Self-Improving Agents & Knowledge Graphs: The Experimental Flywheel
I wrote a LinkedIn post a couple of weeks ago about the Chinese robotic marathon with a funny GIF and a very short message. It outperformed every piece of content that Cici wrote by 5X. That’s a great data point, but what should we do about it?
Over the last 2 weeks, I took Cici offline and built content manually again. I got 6X the impressions, and course sales went back to the pre-Cici baseline. Again, that’s great data, but why is my content more effective than Cici’s?
We want to improve content performance, and we have obviously found something that worked. How do we learn and improve from our success? It all starts with the experiment. In a prior article, I explained the architecture of self-improving knowledge graphs. This article gets deeper into the implementation of the experimental flywheel.

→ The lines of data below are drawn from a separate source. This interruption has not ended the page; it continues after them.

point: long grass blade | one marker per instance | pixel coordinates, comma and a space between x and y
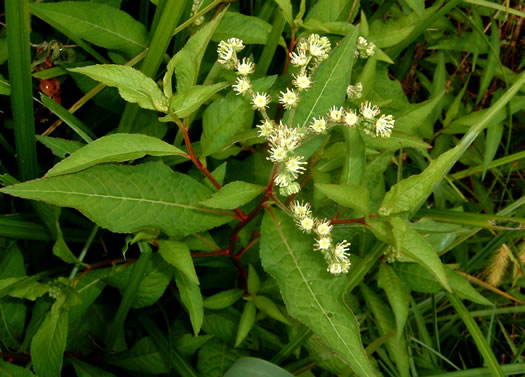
477, 335
19, 63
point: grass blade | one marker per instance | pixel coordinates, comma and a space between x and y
135, 278
477, 335
170, 16
19, 63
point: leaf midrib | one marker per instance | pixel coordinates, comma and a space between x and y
80, 20
290, 252
325, 85
113, 197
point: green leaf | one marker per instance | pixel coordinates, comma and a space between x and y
29, 291
99, 24
222, 120
234, 195
479, 338
12, 370
253, 282
126, 199
396, 141
462, 288
286, 10
191, 298
246, 323
113, 148
418, 6
250, 366
186, 62
330, 81
87, 370
186, 103
49, 343
252, 30
494, 135
267, 306
153, 283
391, 32
287, 256
60, 147
223, 299
178, 255
143, 359
413, 118
354, 166
215, 357
416, 247
397, 293
351, 196
397, 347
407, 194
133, 85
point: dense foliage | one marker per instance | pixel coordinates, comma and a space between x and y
314, 187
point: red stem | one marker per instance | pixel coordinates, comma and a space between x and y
211, 254
193, 157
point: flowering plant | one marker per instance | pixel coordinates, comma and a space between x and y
282, 190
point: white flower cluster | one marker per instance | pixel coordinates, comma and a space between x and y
364, 48
313, 49
335, 255
366, 119
194, 10
283, 140
354, 91
227, 52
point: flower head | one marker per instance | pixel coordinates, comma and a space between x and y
236, 44
323, 227
245, 67
242, 85
384, 125
306, 224
299, 59
351, 118
291, 189
368, 110
318, 125
340, 250
295, 166
302, 82
289, 99
260, 101
301, 210
323, 243
335, 114
266, 128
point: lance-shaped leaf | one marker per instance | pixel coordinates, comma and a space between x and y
132, 85
127, 199
311, 294
348, 195
96, 23
186, 63
416, 247
397, 293
49, 343
113, 148
185, 103
234, 195
329, 83
191, 297
178, 255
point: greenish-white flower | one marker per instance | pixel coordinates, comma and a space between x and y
260, 101
242, 85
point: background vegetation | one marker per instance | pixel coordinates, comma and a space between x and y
184, 258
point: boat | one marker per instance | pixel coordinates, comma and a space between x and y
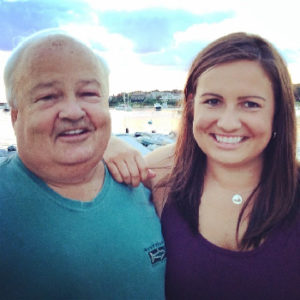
6, 107
157, 106
124, 107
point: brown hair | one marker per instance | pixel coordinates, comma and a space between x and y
275, 199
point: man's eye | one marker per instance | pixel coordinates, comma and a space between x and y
48, 97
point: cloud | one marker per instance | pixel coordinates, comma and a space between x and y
151, 30
22, 18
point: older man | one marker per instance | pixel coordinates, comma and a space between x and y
67, 229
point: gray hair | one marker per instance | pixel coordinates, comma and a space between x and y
17, 54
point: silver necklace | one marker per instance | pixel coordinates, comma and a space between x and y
237, 199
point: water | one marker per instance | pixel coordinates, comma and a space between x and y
143, 119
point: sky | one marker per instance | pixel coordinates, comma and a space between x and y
150, 44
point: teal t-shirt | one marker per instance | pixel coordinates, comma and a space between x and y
52, 247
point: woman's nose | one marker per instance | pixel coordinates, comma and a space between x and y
229, 120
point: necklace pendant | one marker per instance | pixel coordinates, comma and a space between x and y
237, 199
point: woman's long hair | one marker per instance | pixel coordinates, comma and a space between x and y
274, 198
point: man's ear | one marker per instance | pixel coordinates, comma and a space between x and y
14, 116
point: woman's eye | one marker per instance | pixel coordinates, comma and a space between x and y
90, 94
212, 102
251, 104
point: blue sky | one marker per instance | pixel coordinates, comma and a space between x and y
149, 44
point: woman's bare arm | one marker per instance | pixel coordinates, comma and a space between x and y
161, 162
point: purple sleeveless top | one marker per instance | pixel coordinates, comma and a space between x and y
198, 269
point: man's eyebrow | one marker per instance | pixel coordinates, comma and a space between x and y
44, 85
89, 81
239, 98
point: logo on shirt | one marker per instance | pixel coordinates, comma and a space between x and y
156, 252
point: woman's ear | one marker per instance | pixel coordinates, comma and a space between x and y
13, 115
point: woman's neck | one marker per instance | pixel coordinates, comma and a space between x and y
234, 177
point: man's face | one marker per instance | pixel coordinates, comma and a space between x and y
62, 117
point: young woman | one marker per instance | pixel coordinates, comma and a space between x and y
229, 195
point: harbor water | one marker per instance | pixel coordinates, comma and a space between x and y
136, 120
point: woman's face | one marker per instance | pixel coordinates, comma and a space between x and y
233, 113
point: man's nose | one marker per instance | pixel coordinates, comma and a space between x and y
229, 120
71, 109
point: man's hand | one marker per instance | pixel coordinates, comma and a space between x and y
125, 163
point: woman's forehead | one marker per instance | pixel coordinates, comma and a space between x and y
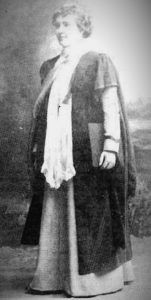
68, 18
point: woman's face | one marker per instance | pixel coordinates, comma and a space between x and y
67, 31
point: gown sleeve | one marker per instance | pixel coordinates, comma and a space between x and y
106, 85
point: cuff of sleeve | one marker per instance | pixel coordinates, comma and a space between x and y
111, 145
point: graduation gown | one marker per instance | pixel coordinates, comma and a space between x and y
101, 196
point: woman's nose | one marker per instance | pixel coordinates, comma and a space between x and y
60, 29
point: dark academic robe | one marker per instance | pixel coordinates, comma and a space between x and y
101, 196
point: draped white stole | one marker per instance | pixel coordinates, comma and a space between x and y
58, 154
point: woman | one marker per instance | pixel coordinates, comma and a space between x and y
84, 169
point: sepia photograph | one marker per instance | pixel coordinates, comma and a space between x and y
75, 149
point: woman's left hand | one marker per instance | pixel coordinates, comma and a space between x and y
107, 160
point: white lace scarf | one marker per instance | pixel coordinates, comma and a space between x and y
58, 155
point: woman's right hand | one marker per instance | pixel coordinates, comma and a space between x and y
37, 107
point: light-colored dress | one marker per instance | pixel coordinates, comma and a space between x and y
57, 266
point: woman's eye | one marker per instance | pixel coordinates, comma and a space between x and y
57, 25
66, 24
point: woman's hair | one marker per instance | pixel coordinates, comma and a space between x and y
83, 20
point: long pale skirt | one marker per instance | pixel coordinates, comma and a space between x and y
57, 264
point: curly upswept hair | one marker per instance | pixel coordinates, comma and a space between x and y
83, 20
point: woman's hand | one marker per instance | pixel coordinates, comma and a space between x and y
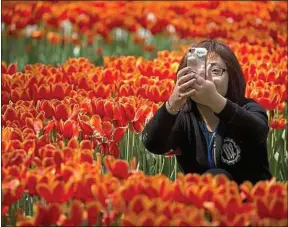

Self-improvement comes in three phases.
What went wrong or, in this case, right? We need diagnostic capabilities. Why is my content better than Cici’s?
Knowing what went wrong or right, what should we do about it? We need prescriptive capabilities to know what actions are available to us.
Given multiple options for our next action, which option is most likely to deliver the biggest impact on sales given our constraints and optimizations? We need predictive capabilities.
Bad news: LLMs are terrible at all three, so we need something to take their place in the agentic workflow. Remember, this all looks feasible with human effort because we are looking at a very small workflow happening on a small scale. Ramp this up, and people cannot keep up.
We could train predictive, prescriptive, and diagnostic models, but what if we lack the data to do it? That is the reality of most businesses, especially startups. They have enough data to train descriptive models, but we need something much more reliable.
More bad news: Our knowledge graph is not ready to tackle the tough questions about why my content is more effective than Cici’s. We need to fill in foundational parts of the knowledge graph before it can reveal why what I do is better. But how do we find those gaps?
In the last article in this series, I explained how to build a simple knowledge graph from a relational database. I am assuming that you are starting with something similar.
In this article, I will cover basic experimental loops and how the math from my last article supports them. This is a simple version of experimental cycles that I will use to explain how to implement an experimental flywheel. These experiments have very low complexity, and they are the best place to build our new capabilities.